15–18 Oct 2024
Purdue University
America/Indiana/Indianapolis timezone

Noise or Astrophysical: Developing Machine Learning Classifiers for Characterizing Gravitational Wave Events

Not scheduled
20m
Steward Center 306 (Third floor) (Purdue University)

Steward Center 306 (Third floor)

Purdue University

128 Memorial Mall Dr, West Lafayette, IN 47907
Poster

Speaker

Seiya Tsukamoto

Description

The detection of gravitational waves with the Laser Interferometer Gravitational Wave Observatory (LIGO) has provided the tools to probe the furthest reaches of the universe. A rapid follow up to compact binary coalescence (CBC) events and their electromagnetic counterparts is crucial to find short lived transients.

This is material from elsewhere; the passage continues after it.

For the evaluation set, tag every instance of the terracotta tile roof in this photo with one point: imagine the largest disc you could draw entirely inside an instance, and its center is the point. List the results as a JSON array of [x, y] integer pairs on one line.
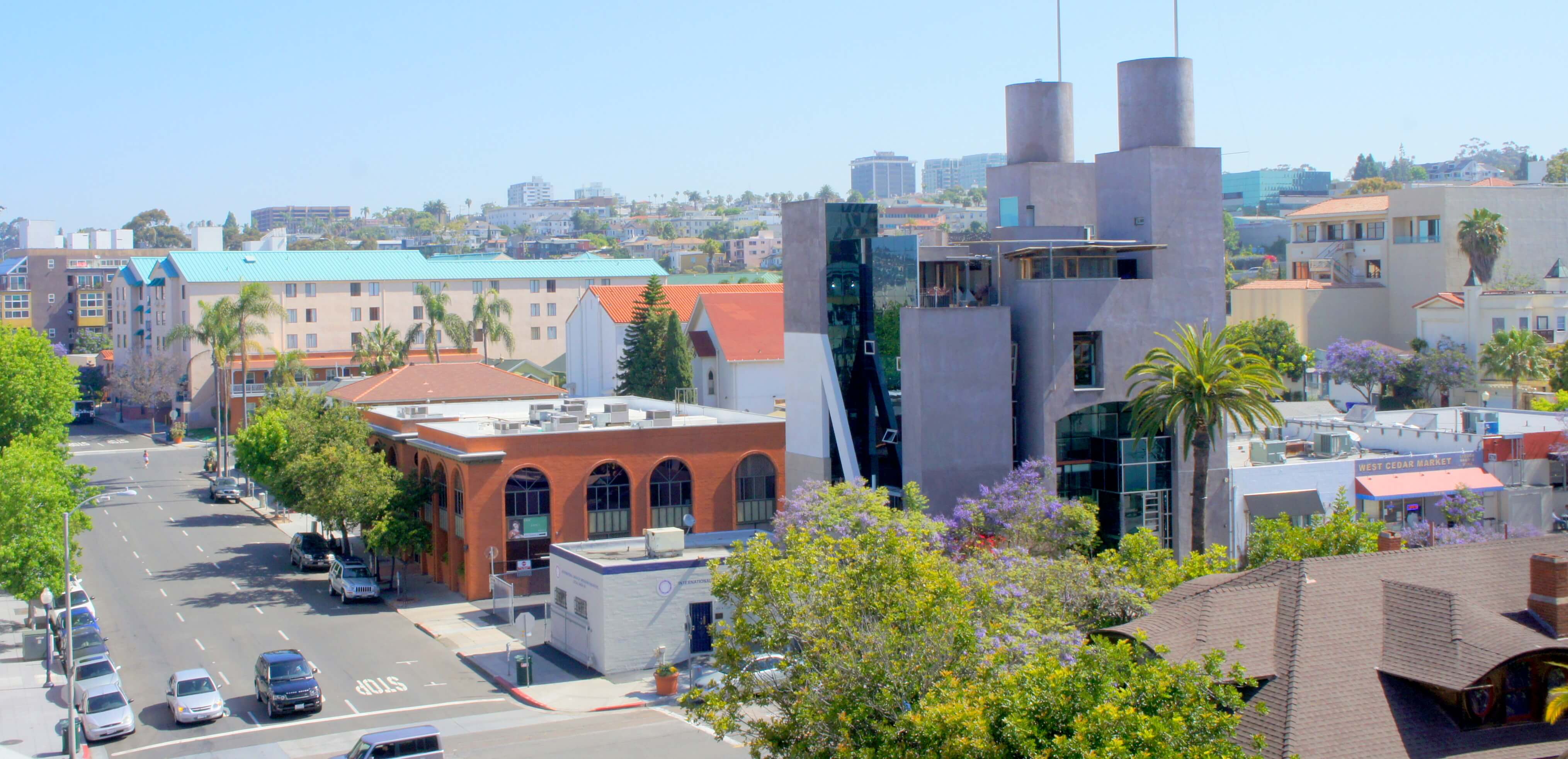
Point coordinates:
[[620, 300], [1452, 299], [1344, 206], [1352, 645], [748, 327], [444, 382], [1301, 284]]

After a gravitational wave (GW) detection, another particular challenge is determining a fast and efficient way of characterizing events as astrophysical or terrestrial in origin. The mergers themselves provide many data products from low-latency CBC search pipelines which can aid in discerning whether or not a GW signal is astrophysical. We present an efficient low-latency method of alert classification by applying data products available in low-latency into three machine learning classification algorithms: Random Forest (RF), K-Nearest Neighbors (KNN), and Neural network (NN) using simulated event data from the Mock Data Challenge (MDC). We report the accuracy of the RF, KNN, and NN classifiers on the MDC events are 0.82, 0.84, and 0.89 respectively.